An intelligent execution system
Before diving into the design details, here is a quick refresher on two financial terms: order execution and market impact. Simply put, order execution describes the process of buying or selling a fixed number of shares of certain securities. Naturally, the process of dealing with a large number of shares will impact the market causing price fluctuations. For example, if Warren Buffett wants to buy a million dollars worth of stocks, the act of buying will almost certainly impact the market, which will generate high transaction costs.
The best practice, naturally, is to slice large orders into many smaller ones. This is where AXE chips in. The AI-powered order execution system learns patterns of tick data from individual stocks and searches for an optimal strategy to place orders at different bid/ask prices.
AXE learns how to lower the trading cost compared to rule-based algorithms
Given the characteristic of execution, the model Qraft designed is an event streaming model.
Our main requirements for event streaming technologies are as follows:
- High throughput. The system must be able to handle large amounts of tick data that happens in the exchanges and must be scalable to place multiple orders in real-time with the same resiliency.
- Low latency. During the process of finding an efficient strategy to reduce transaction costs, the system must adapt to the fast-changing market conditions. Also, the system is designed to reduce the number of network communications between microservices.
- High availability. It is crucial for the order execution system to be able to manage failover scenarios. There is potential for major revenue loss if the ability to recover after certain failures is compromised.
A quest for an event streaming platform
The first technology Qraft investigated was Apache Kafka. Because it’s a distributed system, Kafka is scalable and supports failover scenarios. But the latency fell short of expectations for Qraft’s use case, where topics had to be horizontally scaled in decent numbers. When a high throughput is forced into the message queue, ideally latency should be less than 10 ms.
The next technology Qraft tested was Apache Pulsar. According to the benchmark report, it appeared Pulsar might be the right choice for Qraft. As shown below, Pulsar’s 99th percentile latency is between 5 and 15 ms, whereas Kafka’s can reach up to seconds and is hugely influenced by the number of topics, subscriptions, and different durability guarantees.

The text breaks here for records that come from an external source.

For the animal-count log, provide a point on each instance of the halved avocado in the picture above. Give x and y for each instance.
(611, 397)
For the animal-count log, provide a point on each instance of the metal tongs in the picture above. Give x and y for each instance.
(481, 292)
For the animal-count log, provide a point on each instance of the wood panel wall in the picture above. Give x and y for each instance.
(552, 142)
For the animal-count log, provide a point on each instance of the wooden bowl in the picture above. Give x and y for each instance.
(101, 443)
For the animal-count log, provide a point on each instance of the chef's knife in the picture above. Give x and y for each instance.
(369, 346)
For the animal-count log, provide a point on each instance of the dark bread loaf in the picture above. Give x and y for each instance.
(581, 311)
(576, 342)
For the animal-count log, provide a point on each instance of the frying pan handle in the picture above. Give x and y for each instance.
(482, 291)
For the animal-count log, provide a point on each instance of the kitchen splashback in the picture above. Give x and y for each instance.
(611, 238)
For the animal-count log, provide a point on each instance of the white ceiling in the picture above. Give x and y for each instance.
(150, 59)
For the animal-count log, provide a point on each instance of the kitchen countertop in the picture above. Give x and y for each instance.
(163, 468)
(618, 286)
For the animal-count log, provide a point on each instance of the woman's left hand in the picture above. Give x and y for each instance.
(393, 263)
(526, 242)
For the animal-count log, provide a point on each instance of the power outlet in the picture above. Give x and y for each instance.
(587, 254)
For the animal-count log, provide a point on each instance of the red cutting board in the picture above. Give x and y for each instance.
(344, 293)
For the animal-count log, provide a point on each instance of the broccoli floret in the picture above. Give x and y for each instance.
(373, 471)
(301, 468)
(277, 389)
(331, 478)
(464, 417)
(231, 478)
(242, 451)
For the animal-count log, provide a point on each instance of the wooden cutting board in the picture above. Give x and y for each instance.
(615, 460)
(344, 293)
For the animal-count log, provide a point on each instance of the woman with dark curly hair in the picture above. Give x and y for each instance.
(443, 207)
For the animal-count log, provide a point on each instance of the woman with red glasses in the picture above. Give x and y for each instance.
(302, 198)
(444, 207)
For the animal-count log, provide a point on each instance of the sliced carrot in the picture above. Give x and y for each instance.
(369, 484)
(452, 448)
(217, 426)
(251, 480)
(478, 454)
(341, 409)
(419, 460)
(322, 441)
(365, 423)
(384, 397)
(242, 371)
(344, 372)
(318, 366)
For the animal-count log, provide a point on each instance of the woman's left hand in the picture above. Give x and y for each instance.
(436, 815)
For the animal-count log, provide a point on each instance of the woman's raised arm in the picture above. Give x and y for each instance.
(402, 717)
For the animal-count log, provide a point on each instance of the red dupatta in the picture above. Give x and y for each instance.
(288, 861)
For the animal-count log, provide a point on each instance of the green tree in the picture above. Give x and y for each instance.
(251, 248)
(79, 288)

The next step was to achieve the metrics that Apache Pulsar claims. After spending a month testing Pulsar, all the latency was ideally below 10 ms and then below 5 ms after some performance tuning. Qraft has a future goal for a latency of less than 1 millisecond, which they hope to achieve with Pulsar.
Other than low latency, three other Pulsar features impressed the Qraft team:
- Features that offer flexibility. For example, sometimes users ask for a trade-off between low latency and consistency. The ability to turn off journaling for BookKeeper would meet this request.
- Failover capability. Pulsar handled failover tests successfully.
- Multi-language support. Pulsar officially supports Java, Go, Python, C++, and C#, with many custom clients for other programming languages provided by the community.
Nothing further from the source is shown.